Viviendas en Alemania.

Viviendas en Alemania. istock

Sociedad

Alemania da una lección a España en el alquiler de vivienda: el precio está limitado hasta 2029

Te contamos cuáles son las características claves del mercado alemán del alquiler que hace que la mitad de población opte por esta solución para vivir.

Más información: El BOE lo confirma: las empresas tendrán que rehacer las nóminas del primer trimestre de 2026

Publicada
Las claves

Las claves

Alemania limita el precio del alquiler hasta 2029, permitiendo que los nuevos contratos no superen el 10% del precio de referencia local.

Más del 50% de la población alemana vive de alquiler, frente al 25% en España, gracias a una fuerte protección a los inquilinos.

El sistema alemán favorece los contratos de alquiler a largo plazo y no incentiva fiscalmente la compra de vivienda mediante hipoteca.

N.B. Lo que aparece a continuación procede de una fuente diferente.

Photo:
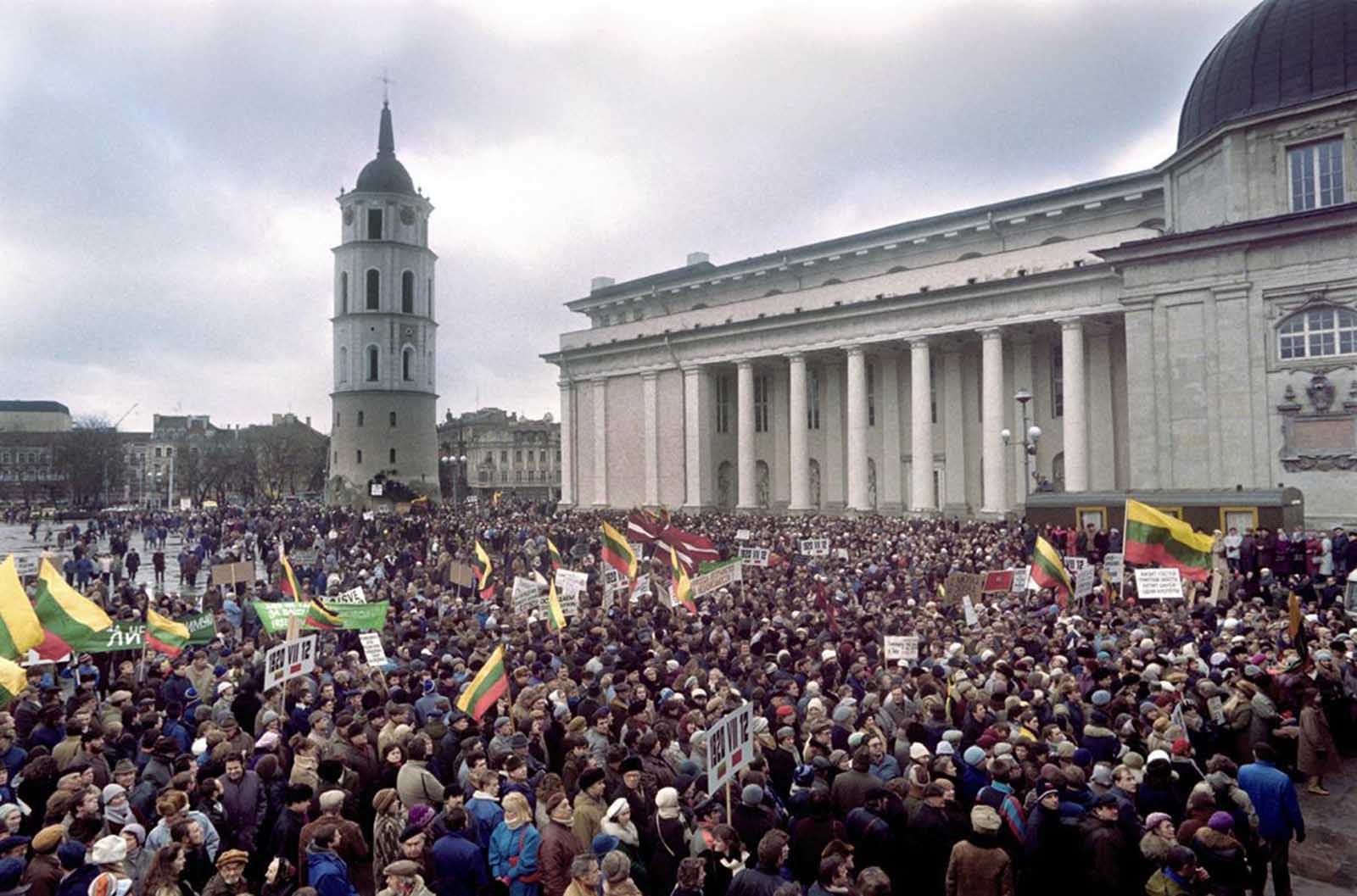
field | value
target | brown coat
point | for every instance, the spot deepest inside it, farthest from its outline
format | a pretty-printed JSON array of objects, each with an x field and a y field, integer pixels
[{"x": 980, "y": 871}]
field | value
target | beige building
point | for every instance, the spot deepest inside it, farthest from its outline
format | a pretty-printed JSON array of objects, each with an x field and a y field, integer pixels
[{"x": 1193, "y": 326}]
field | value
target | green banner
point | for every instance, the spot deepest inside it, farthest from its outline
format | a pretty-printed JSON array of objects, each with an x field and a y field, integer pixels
[
  {"x": 131, "y": 636},
  {"x": 359, "y": 617}
]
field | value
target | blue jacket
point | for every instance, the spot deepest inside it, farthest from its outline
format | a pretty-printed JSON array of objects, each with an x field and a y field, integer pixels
[
  {"x": 459, "y": 866},
  {"x": 327, "y": 873},
  {"x": 1275, "y": 801},
  {"x": 524, "y": 843}
]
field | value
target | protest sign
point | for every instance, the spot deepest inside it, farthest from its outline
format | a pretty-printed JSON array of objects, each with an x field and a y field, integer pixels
[
  {"x": 753, "y": 556},
  {"x": 372, "y": 648},
  {"x": 721, "y": 575},
  {"x": 352, "y": 595},
  {"x": 288, "y": 660},
  {"x": 1159, "y": 585},
  {"x": 366, "y": 617},
  {"x": 1083, "y": 583},
  {"x": 570, "y": 582},
  {"x": 997, "y": 582},
  {"x": 730, "y": 746},
  {"x": 902, "y": 647},
  {"x": 814, "y": 547},
  {"x": 963, "y": 585}
]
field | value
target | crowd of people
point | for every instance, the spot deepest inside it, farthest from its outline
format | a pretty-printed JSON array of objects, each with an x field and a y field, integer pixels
[{"x": 1037, "y": 746}]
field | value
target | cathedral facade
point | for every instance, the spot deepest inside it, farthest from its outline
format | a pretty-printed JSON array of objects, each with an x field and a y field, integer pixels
[
  {"x": 383, "y": 442},
  {"x": 1187, "y": 327}
]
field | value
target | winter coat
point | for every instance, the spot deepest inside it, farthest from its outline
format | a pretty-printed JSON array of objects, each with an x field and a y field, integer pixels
[{"x": 979, "y": 866}]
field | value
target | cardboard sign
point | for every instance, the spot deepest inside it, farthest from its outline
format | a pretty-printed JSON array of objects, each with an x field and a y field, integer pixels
[
  {"x": 963, "y": 585},
  {"x": 902, "y": 647},
  {"x": 730, "y": 746},
  {"x": 288, "y": 660},
  {"x": 372, "y": 648},
  {"x": 570, "y": 582},
  {"x": 352, "y": 595},
  {"x": 1083, "y": 583},
  {"x": 997, "y": 582},
  {"x": 753, "y": 556},
  {"x": 1159, "y": 585},
  {"x": 719, "y": 578},
  {"x": 814, "y": 547},
  {"x": 1114, "y": 565}
]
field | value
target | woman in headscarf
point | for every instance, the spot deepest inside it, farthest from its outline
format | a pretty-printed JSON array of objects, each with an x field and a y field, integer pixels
[
  {"x": 513, "y": 849},
  {"x": 668, "y": 838}
]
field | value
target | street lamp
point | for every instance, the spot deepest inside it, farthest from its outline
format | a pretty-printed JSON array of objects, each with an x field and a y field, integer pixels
[
  {"x": 1031, "y": 434},
  {"x": 458, "y": 461}
]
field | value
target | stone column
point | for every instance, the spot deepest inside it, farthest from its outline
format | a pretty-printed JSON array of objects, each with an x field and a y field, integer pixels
[
  {"x": 858, "y": 429},
  {"x": 888, "y": 418},
  {"x": 694, "y": 436},
  {"x": 651, "y": 412},
  {"x": 1076, "y": 412},
  {"x": 567, "y": 449},
  {"x": 992, "y": 420},
  {"x": 746, "y": 488},
  {"x": 798, "y": 441},
  {"x": 601, "y": 442},
  {"x": 920, "y": 427}
]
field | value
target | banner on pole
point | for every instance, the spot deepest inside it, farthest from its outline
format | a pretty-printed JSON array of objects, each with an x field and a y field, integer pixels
[{"x": 1159, "y": 583}]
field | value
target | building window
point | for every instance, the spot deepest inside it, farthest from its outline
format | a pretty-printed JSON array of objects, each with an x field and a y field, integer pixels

En promedio, los alemanes destinan el 27% de sus ingresos al pago del alquiler, y ciudades como Berlín o Múnich imponen regulaciones adicionales para controlar los precios.

Son tres los factores que están haciendo que vivir de alquiler en España se esté convirtiendo en una especie de misión imposible para muchas personas y familias. Por un lado, la falta de oferta; por otro, los precios que no paran de subir; y, en tercer lugar, la inseguridad jurídica percibida por los caseros.

Factores que hacen que, en España, sólo el 25% de la población viva de alquiler. Una situación que se aleja del 30% de media en Europa. Y si se compara con países como Alemania, donde ese porcentaje supera el 50%, la distancia es todavía mayor.

¿Por qué Alemania llega a cifras tan elevadas? Porque, entre otras razones, hay una fuerte protección a los inquilinos. Eso se debe, entre otras razones, a lo que allí se conoce como 'freno al alquiler' (Mietpreisbremsem, en alemán). Una circunstancia que se mantendrá hasta el año 2029.

Freno al alquiler

Como ya se ha dicho, más de la mitad de la población en Alemania son inquilinos. Es decir, que hay más arrendatarios que propietarios de vivienda.

Una situación a la que se ha llegado, entre otras razones, por la implantación en 2015 del 'freno al alquiler'. ¿Qué significa esto? Que cuando se produce una nueva firma de contrato, estos están limitados. ¿Cuánto? Como máximo, el 10%.

Es decir, que si un casero pone su vivienda en alquiler, no puede superar el 10% del precio de referencia local. Por lo tanto, y si el precio medio en Munich es de 1.400 euros mensuales, el arrendador no puede aumentar esa cifra en un nuevo contrato más allá del 10%.

La medida, como ya se ha dicho, arrancó hace algo más de una década y tiene fecha de caducidad en 2029.

A todo ello hay que añadir que, a lo largo de la historia, se ha favorecido la firma de contratos a largo plazo. Sin olvidar que, y al contrario que sucede como en otro países europeos, las normas alemanas no dan altas deducciones fiscales a quienes firman una hipoteca. De ahí el equilibrio entre propietarios de vivienda e inquilinos.

Tampoco conviene omitir que ciudades con gran demanda de pisos de alquiler, como pueden ser Berlín o Munich, aplican sus propias normas con el fin de que el precio no se dispare a cotas muy altas. Fruto de todo ello, los alemanes dedican de media el 27% de sus ingresos al alquiler.